Photograph by Lea Tauriello
Nancy Cline and daughter Rebecca have entered several homemade preserves in contests at the fair.
By ANNE GELHAUS
As a girl growing up in Minnesota, Nancy Cline learned the art of making preserves from her mother. Continuing the family tradition after she moved to Sunnyvale, Cline taught her daughter Rebecca how to make jams and jellies, and both generations have entered their creations in this year's Santa Clara County Fair.
Both mother and daughter have several varieties of preserves awaiting judgment at the fair, which runs through Aug. 4. This is the fourth year that Nancy Cline has competed in the fair and the second year that Rebecca, 13, has entered items in the junior division.

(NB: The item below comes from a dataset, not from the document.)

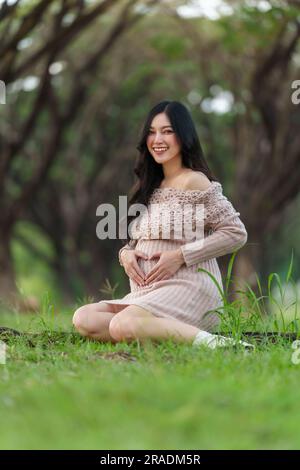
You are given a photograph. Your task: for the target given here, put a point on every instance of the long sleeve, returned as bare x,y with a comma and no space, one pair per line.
129,246
229,232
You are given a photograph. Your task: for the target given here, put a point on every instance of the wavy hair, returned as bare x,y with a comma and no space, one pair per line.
148,171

"It's fairly inexpensive and lots of fun," Nancy Cline says. "Last year, everything I entered placed, and I expect I'll do well this year because I only enter things I know are good."
Rebecca says she enjoys checking out the competition.
"I like going into the California Living building and looking at the stuff people do," she adds. "I like looking at the jelly and seeing how clear some of it is."
If she should have a daughter, Rebecca says she'll teach her how to make preserves.
"It's something I enjoy doing with my mom," she adds. "It's just us. My little brother stays out of the kitchen."
Rebecca's favorite part of the process is "mushing up the fruit."
"If it's a cold day, I like cooking it, too," she says.
According to Nancy, the hardest part of making preserves is sometimes just finding good fruit, especially since the orchards that used to flourish in Sunnyvale have all but disappeared.
"We go to Watsonville to get strawberries," Nancy says. "Sometimes Price Club has good stuff; sometimes they don't. You never know what you're going to get. It was probably easier when there were more orchards around."
Nancy has managed to avail herself to neighbors who have fruit trees in their yards; she taught a friend how to take all the apricots that were littering her back yard and make apricot jam.
Rebecca, however, has not managed to generate similar interest among her peers.
"I've found a bunch of friends who like eating my jelly, but I don't know anyone else my age who makes it," she says.
With its "Squiggles and Giggles" theme, this year's county fair is centered around family activities, including: the Imagination Gallery, an interactive science exhibit; "Cowboy Daze," a professional rodeo set for Aug. 2-3; the Center for Agricultural Science and Technology, run by Pioneer High School students; and the usual assortment of midway games and musical entertainment.
Nancy Cline says she likes the fair's old-fashioned ambiance.
"It takes me back to my childhood, when my family always went to the county fair," she adds. "You can't enter a competition for jams and jellies anywhere else."
The Santa Clara County Fair is open Mon.-Thu., noon-11 p.m., Fri., noon-midnight and Sat.-Sun., 10 a.m.-midnight through Aug. 4. The fairgrounds are located at
344 Tully Road, San Jose. Tickets are $4-$7.
This article appeared in the Sunnyvale Sun, July 31, 1996.